En présence d’une FA non valvulaire paroxystique (FANV), deux questions se posent. La première porte sur le traitement de l’arythmie, la deuxième sur l’indication ou non d’une anticoagulation.

Le traitement de l’arythmie se fonde sur le recours aux anti-arythmiques, qui ne sont pas dénués d’effets secondaires, et désormais de plus en plus souvent sur les techniques ablatives, qui sont aujourd’hui préconisées dans la FA symptomatique paroxystique, récidivante et rebelle au traitement (recommandation de classe I), voire en première intention dans certaines situations (recommandation de classe II). Elle est aussi indiquée dans la FA persistante évoluant depuis moins d’un an, voire plus dans certains cas. Elle occupe une place particulière chez les patients insuffisants cardiaques, chez lesquels la restauration d’un rythme sinusal améliore le pronostic.

« The sooner, the better »

« L’ablation, lorsqu’elle est indiquée, doit être réalisée le plus tôt possible, car elle s’accompagne d’un meilleur taux de succès au prix de moins de complications procédurales, note le Dr Halimi. C’est aujourd’hui un geste sûr lorsqu’il est pratiqué par un rythmologue entraîné, dans un centre expert ».

L’indication de l’anticoagulation pour la prévention des accidents thrombo-emboliques, AVC au premier plan, est portée après stratification du risque avec le score CHA2DS2-VASC. « La réalisation d’une ablation ne modifie pas le score de risque », précise le Dr Halimi.
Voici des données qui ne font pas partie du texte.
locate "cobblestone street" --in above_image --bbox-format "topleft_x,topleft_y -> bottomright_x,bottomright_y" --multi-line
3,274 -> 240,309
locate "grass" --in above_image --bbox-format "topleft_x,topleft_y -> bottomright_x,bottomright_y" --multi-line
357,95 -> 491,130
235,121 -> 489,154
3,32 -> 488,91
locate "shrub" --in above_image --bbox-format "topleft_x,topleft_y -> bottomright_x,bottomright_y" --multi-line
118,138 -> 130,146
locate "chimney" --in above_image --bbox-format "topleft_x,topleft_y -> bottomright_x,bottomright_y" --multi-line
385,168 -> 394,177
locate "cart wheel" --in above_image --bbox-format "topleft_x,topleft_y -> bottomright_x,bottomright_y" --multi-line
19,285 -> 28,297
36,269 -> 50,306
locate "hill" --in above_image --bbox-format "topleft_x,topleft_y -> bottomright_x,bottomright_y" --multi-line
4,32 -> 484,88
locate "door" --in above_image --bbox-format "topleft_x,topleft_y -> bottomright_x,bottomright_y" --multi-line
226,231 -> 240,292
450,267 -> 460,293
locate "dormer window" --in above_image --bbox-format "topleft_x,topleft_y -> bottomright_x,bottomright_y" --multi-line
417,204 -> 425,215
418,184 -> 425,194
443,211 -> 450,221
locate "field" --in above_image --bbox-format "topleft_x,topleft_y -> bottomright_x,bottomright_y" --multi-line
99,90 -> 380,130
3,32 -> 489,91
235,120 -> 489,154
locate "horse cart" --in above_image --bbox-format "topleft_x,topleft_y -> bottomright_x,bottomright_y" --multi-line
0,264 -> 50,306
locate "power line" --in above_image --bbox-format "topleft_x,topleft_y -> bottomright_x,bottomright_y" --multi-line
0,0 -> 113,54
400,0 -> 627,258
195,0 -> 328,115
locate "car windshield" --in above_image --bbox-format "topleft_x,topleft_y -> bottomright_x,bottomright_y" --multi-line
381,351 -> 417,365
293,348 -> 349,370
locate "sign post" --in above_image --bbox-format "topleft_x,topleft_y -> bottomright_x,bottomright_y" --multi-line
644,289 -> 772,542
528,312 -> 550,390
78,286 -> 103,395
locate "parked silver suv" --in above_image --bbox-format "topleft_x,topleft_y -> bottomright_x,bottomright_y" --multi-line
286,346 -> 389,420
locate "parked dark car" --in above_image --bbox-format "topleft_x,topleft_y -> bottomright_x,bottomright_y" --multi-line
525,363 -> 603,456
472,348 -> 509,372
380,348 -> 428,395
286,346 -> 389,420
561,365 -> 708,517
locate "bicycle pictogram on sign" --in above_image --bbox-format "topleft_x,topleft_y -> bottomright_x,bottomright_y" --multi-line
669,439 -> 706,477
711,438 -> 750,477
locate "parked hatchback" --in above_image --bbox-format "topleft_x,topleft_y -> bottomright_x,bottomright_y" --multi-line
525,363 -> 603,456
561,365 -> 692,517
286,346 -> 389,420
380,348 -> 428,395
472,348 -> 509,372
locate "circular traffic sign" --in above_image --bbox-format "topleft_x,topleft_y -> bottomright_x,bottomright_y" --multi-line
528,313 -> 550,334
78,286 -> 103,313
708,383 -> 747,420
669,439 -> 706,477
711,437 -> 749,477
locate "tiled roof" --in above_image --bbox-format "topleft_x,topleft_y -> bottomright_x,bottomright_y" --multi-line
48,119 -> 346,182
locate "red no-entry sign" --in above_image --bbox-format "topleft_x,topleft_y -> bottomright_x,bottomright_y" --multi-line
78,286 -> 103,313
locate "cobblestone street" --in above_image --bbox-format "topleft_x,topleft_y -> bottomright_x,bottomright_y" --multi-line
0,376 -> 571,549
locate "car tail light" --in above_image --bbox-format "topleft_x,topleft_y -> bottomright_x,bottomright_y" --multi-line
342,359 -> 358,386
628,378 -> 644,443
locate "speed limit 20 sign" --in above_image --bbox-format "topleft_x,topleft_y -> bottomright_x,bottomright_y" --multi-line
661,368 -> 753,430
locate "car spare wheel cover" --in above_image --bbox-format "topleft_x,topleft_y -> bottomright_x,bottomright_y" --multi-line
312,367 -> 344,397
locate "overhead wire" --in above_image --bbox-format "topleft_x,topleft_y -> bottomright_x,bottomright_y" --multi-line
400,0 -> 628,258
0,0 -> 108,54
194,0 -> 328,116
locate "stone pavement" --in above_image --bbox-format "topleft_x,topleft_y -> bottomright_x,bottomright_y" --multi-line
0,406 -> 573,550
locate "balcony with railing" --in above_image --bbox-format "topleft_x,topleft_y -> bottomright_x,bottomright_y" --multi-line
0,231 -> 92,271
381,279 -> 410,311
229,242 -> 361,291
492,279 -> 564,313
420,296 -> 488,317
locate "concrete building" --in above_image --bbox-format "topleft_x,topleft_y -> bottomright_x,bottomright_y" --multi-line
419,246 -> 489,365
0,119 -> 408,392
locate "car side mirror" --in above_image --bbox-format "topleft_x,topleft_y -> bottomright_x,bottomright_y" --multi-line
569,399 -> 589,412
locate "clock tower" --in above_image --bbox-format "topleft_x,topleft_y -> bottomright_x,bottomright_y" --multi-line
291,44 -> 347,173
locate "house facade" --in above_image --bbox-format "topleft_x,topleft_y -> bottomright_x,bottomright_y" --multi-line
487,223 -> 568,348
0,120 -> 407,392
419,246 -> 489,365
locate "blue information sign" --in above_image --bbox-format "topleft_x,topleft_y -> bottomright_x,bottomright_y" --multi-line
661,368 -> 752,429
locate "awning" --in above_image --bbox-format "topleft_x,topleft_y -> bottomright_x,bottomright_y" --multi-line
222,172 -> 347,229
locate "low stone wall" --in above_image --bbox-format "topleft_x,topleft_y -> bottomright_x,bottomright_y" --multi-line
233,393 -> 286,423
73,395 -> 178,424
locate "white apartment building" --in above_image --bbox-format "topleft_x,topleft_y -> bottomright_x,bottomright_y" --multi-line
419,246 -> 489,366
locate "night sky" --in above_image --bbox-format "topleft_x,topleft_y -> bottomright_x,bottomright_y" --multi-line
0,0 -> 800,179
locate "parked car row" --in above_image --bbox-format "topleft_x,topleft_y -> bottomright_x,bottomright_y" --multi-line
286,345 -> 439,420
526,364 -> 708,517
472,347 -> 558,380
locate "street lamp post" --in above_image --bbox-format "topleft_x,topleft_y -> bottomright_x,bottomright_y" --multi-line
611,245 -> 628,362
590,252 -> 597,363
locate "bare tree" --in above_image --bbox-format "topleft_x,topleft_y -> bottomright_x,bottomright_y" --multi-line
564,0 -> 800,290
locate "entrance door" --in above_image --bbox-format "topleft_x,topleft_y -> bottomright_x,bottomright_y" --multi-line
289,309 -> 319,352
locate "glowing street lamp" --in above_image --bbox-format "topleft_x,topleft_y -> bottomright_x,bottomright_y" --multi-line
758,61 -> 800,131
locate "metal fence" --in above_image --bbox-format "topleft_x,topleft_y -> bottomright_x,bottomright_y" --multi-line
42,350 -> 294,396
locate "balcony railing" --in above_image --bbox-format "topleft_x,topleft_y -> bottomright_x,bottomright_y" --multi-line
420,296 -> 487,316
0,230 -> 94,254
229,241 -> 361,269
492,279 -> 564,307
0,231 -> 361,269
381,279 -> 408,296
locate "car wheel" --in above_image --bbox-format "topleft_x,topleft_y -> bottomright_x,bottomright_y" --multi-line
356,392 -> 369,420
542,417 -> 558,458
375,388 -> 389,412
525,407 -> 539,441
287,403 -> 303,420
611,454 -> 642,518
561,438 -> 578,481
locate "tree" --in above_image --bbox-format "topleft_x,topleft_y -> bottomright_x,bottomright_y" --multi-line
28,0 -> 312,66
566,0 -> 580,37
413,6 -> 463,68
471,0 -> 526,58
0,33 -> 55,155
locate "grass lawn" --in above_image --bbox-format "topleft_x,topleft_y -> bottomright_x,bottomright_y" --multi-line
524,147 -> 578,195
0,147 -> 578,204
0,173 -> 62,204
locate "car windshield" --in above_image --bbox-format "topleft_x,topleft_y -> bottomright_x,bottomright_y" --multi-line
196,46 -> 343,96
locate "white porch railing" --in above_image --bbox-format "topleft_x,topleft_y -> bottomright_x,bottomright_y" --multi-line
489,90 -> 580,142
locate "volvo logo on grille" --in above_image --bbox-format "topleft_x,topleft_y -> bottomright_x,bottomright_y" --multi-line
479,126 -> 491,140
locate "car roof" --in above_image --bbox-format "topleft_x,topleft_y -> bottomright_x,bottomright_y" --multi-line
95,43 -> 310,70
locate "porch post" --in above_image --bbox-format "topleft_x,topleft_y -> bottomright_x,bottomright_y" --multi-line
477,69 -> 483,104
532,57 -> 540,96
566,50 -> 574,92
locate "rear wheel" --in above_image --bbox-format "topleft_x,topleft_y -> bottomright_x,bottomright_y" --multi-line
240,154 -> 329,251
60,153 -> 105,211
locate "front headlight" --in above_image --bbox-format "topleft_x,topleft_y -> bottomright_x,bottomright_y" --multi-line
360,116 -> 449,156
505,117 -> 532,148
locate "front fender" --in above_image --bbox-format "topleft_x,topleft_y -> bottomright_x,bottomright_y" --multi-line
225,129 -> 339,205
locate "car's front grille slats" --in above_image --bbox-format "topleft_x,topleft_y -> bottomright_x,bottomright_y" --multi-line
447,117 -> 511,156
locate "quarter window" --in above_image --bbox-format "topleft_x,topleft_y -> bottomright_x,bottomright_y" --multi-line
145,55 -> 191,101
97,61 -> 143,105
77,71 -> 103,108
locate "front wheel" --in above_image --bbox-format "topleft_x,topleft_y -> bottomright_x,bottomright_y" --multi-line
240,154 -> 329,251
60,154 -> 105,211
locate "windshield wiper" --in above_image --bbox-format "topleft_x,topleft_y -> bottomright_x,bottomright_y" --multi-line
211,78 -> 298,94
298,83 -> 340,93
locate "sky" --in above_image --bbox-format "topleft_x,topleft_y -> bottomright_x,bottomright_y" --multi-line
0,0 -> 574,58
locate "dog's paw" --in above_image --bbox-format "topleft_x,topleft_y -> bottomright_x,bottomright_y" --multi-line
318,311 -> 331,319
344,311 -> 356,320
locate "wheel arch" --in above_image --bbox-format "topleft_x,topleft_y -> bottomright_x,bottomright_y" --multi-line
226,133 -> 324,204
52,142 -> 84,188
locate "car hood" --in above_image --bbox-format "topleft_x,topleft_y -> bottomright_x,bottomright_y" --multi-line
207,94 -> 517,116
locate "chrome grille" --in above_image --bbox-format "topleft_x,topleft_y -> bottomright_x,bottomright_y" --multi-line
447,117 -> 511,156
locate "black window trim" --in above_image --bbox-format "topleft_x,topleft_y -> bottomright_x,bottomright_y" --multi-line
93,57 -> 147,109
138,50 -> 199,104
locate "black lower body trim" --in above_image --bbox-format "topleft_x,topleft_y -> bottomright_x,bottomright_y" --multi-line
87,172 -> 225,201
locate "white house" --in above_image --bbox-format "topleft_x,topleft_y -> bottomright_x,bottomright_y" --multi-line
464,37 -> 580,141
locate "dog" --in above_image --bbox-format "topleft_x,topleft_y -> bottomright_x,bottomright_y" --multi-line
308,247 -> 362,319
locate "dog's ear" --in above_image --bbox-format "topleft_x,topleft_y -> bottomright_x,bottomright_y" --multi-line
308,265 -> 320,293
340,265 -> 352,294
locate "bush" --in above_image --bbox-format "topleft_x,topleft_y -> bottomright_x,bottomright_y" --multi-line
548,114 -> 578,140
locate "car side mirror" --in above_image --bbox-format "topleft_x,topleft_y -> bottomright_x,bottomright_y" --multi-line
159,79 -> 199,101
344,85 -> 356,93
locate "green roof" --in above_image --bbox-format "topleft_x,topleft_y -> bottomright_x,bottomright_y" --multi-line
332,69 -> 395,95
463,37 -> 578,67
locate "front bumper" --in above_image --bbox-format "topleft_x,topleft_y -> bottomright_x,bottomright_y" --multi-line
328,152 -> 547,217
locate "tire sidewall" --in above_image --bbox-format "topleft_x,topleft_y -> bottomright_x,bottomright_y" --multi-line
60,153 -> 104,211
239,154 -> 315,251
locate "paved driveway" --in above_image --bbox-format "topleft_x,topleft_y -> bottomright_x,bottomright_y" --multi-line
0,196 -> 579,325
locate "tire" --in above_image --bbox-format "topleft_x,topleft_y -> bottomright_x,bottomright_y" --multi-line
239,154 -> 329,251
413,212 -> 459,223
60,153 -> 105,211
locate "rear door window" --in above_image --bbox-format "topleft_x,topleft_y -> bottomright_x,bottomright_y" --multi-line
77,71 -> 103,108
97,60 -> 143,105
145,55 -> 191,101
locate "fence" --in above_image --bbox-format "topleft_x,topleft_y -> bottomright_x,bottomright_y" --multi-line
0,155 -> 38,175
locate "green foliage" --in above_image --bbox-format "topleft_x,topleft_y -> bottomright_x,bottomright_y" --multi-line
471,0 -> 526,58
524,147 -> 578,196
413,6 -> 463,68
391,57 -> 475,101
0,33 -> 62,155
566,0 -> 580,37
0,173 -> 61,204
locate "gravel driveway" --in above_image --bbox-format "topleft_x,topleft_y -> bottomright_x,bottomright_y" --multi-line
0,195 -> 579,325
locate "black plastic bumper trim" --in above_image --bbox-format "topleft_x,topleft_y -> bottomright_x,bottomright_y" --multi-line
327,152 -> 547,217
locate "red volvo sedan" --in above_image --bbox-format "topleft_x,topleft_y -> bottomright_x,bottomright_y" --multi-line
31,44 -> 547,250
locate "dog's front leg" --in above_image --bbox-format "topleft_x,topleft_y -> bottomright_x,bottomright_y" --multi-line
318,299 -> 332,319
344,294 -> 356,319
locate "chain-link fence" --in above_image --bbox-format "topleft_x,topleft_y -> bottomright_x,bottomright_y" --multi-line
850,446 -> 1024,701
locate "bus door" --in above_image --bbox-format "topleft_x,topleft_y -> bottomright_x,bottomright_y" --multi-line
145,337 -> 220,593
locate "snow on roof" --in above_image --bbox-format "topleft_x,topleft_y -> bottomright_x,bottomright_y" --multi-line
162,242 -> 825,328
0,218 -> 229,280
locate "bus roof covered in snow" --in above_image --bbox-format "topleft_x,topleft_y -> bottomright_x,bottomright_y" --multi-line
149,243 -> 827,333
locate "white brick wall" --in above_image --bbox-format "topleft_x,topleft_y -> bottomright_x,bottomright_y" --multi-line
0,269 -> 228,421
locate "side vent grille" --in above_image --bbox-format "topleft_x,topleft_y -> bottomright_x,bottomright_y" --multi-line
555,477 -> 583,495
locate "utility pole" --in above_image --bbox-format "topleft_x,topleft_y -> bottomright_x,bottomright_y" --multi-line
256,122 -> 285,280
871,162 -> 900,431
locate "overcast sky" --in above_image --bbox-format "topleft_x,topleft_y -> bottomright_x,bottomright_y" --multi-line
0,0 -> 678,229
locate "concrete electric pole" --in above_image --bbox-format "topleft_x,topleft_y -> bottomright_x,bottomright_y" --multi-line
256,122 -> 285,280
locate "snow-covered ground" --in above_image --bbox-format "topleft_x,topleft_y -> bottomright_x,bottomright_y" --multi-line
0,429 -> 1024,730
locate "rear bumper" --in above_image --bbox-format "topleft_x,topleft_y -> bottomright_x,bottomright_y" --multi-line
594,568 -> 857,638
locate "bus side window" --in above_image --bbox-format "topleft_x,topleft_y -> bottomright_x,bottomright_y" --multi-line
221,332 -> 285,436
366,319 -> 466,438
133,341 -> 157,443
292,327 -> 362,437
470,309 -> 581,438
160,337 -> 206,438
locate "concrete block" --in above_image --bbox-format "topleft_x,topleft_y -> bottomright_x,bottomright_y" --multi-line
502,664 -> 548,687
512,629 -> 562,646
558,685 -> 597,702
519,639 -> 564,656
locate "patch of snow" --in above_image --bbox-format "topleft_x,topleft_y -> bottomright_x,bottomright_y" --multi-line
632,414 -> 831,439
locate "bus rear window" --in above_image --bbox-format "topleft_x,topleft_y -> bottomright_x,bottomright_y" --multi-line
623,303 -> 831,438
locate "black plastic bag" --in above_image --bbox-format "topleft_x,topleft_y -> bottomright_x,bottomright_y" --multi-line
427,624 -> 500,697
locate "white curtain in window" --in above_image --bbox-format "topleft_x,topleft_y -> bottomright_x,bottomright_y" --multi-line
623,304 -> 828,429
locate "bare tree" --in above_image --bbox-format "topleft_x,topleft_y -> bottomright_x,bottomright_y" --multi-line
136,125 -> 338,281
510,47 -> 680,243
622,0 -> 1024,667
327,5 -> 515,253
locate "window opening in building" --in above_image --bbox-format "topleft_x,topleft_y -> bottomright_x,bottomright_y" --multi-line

Dans la FANV, les anticoagulants oraux directs (AOD) sont aujourd’hui indiqués en première intention selon les recommandations de la Haute Autorité de santé, et ce quel que soit le profil du patient, y compris le sujet âgé, avec peu de restrictions (doses adaptées selon le selon le poids et la fonction rénale) même chez les patients chuteurs. « Les trois grandes études cliniques ayant évalué l’apixaban, le rivaroxaban et le dabigatran ont globalement montré la non-infériorité de ces AOD, voire leur supériorité sur les antivitamines K (AVK) pour la prévention des événements thrombo-emboliques, notamment des AVC, et une diminution des hémorragies graves, en particulier intracrâniennes », précise le Dr Halimi.

Des résultats qui sont confirmés dans la vraie vie, comme en témoignent les données issues de l’Assurance-maladie colligées dans l’étude NAXOS, qui a inclus plus de 410 000 patients traités par AOD ou AVK entre janvier 2014 et décembre 2016. Selon cette étude présentée lors du dernier congrès de la Société européenne de cardiologie, les AOD ont une efficacité et une sécurité d’utilisation supérieure à celles des AVK, avec notamment moins d’hémorragies sévères même chez les sujets âgés, indique le Dr Halimi. « Toutefois, il semble y avoir un certain mésusage concernant le choix des doses, parfois trop faibles. Il est donc important de respecter les RCP et de prescrire les AOD à la bonne dose ».

D’après un entretien avec le Dr Franck Halimi, hôpital privé Parly 2, Le Chesnais et cabinet médical de la Néva, Paris.